Kristen Smith (center) and several of her graphic communications students look at original printings of The Great Speckled Bird

With Google searches, online textbooks and e-readers, students increasingly rely on digital tools to learn without ever needing to pick up a physical book.

There is nothing inherently wrong with digital learning tools, said Jill Severn, head of access and outreach at the Richard B. Russell Library for Political Research and Studies, but students get a different kind of learning experience from putting their hands on physical books, documents and other primary sources. That’s especially true with the rich materials available at UGA’s special collections libraries.

A partnership between UGA Libraries and the Center for Teaching and Learning aims to help faculty incorporate archival material into the curriculum. This kind of tactile learning—the look, smell and feel of a document—offers a complement to 21st-century digital resources.

“We’re not saying do this instead,” Severn said. “We’re saying do this, too.”

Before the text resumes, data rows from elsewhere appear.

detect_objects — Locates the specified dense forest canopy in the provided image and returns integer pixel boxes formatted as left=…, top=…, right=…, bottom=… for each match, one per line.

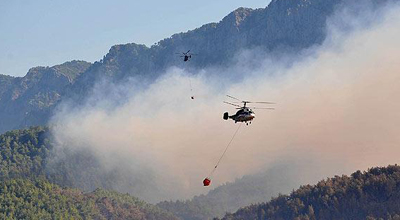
left=223, top=165, right=400, bottom=220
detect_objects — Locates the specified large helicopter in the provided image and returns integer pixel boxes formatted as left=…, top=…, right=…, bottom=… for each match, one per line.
left=223, top=95, right=275, bottom=125
left=176, top=50, right=195, bottom=62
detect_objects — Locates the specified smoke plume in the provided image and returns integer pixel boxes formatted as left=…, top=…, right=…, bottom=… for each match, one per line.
left=49, top=1, right=400, bottom=202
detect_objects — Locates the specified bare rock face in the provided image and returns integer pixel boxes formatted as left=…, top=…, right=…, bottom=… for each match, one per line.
left=0, top=0, right=398, bottom=133
left=0, top=61, right=90, bottom=132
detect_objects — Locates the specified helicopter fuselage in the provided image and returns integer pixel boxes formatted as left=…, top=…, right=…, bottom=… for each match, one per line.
left=183, top=55, right=192, bottom=62
left=224, top=108, right=256, bottom=123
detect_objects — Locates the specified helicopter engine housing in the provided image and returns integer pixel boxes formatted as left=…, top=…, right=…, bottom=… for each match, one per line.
left=223, top=112, right=229, bottom=120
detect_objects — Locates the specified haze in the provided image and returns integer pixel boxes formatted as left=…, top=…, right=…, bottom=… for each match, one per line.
left=0, top=0, right=269, bottom=76
left=53, top=1, right=400, bottom=202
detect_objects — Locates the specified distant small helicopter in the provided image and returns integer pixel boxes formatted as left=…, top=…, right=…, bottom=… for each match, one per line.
left=223, top=95, right=275, bottom=125
left=176, top=50, right=195, bottom=62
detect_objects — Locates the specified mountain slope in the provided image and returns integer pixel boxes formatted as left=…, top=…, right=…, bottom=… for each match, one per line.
left=0, top=179, right=177, bottom=220
left=0, top=61, right=91, bottom=133
left=223, top=165, right=400, bottom=220
left=0, top=0, right=378, bottom=132
left=157, top=163, right=304, bottom=220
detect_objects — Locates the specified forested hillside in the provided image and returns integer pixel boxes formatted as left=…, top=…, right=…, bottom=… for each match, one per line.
left=0, top=178, right=177, bottom=220
left=223, top=165, right=400, bottom=220
left=0, top=0, right=390, bottom=133
left=0, top=61, right=91, bottom=133
left=157, top=163, right=299, bottom=220
left=0, top=127, right=177, bottom=219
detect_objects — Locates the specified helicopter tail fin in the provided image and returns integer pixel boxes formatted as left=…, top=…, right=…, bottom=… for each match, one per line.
left=223, top=112, right=229, bottom=120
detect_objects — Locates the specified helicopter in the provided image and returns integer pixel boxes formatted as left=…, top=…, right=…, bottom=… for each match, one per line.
left=223, top=95, right=275, bottom=125
left=176, top=50, right=195, bottom=62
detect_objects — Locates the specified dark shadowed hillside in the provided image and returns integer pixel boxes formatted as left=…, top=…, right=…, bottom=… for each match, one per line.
left=223, top=165, right=400, bottom=220
left=0, top=0, right=387, bottom=132
left=0, top=61, right=91, bottom=133
left=157, top=164, right=304, bottom=220
left=0, top=179, right=178, bottom=220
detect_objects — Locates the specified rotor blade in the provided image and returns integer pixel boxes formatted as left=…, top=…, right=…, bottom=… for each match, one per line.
left=226, top=95, right=242, bottom=102
left=249, top=107, right=275, bottom=110
left=246, top=101, right=276, bottom=104
left=224, top=101, right=242, bottom=108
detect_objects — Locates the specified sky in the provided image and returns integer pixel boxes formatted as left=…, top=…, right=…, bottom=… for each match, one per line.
left=49, top=1, right=400, bottom=203
left=0, top=0, right=270, bottom=76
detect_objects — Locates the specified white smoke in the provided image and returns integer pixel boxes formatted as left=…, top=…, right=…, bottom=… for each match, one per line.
left=49, top=1, right=400, bottom=202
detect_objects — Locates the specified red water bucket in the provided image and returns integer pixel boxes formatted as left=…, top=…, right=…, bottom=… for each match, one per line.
left=203, top=178, right=211, bottom=186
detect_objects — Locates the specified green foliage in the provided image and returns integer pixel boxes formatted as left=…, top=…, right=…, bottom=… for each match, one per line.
left=0, top=179, right=176, bottom=220
left=157, top=164, right=298, bottom=220
left=0, top=127, right=177, bottom=219
left=224, top=165, right=400, bottom=220
left=0, top=127, right=52, bottom=179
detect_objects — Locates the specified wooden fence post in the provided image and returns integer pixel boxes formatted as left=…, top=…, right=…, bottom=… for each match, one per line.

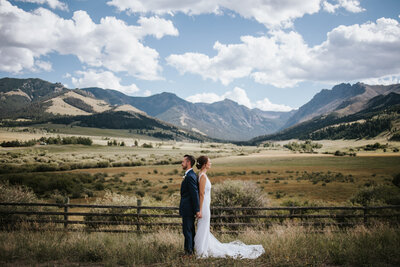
left=136, top=199, right=142, bottom=231
left=363, top=207, right=368, bottom=225
left=64, top=197, right=69, bottom=228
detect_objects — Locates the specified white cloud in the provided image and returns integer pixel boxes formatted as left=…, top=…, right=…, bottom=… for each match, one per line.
left=361, top=73, right=400, bottom=85
left=186, top=87, right=293, bottom=111
left=134, top=17, right=179, bottom=39
left=70, top=69, right=139, bottom=95
left=107, top=0, right=322, bottom=27
left=143, top=90, right=151, bottom=96
left=35, top=60, right=53, bottom=71
left=17, top=0, right=68, bottom=11
left=0, top=0, right=178, bottom=80
left=322, top=0, right=365, bottom=13
left=166, top=18, right=400, bottom=88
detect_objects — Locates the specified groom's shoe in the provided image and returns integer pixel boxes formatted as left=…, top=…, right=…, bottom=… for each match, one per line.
left=181, top=251, right=194, bottom=259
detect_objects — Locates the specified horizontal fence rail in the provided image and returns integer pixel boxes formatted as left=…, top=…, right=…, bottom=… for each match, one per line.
left=0, top=201, right=400, bottom=233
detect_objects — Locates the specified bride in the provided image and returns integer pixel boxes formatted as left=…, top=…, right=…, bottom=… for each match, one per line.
left=194, top=156, right=265, bottom=259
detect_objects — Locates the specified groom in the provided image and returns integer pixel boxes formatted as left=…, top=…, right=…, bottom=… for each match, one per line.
left=179, top=155, right=200, bottom=255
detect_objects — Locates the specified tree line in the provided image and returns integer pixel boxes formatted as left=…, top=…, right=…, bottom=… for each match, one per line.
left=0, top=136, right=93, bottom=147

To help UGA instructors take advantage of the breadth of material housed in the special collections libraries, UGA is offering the Special Collections Libraries Faculty Fellows program. Introduced last year, the program provides instructional support plus a $2,000 stipend to develop or (re)design courses that make significant use of the special collections libraries, which include the Hargrett Rare Book and Manuscript Library, the Richard B. Russell Library for Political Research and Studies, and the Walter J. Brown Media Archives and Peabody Awards Collection.

CTL is accepting applications until Oct. 3 for the 2017 SCL Faculty Fellows at http://t.uga.edu/1Z3.

The program begins in December, followed by monthly meetings in which Fellows delve into the foundations of archives-based learning. Fellows meet for a Maymester Institute to focus on course design, planning and development.

Recent studies by the Brooklyn Historical Society found that effective archives-based learning, such as the kind encouraged by the SCL Faculty Fellows program, enhances student engagement, performance and retention, and promotes observational, research and critical thinking skills.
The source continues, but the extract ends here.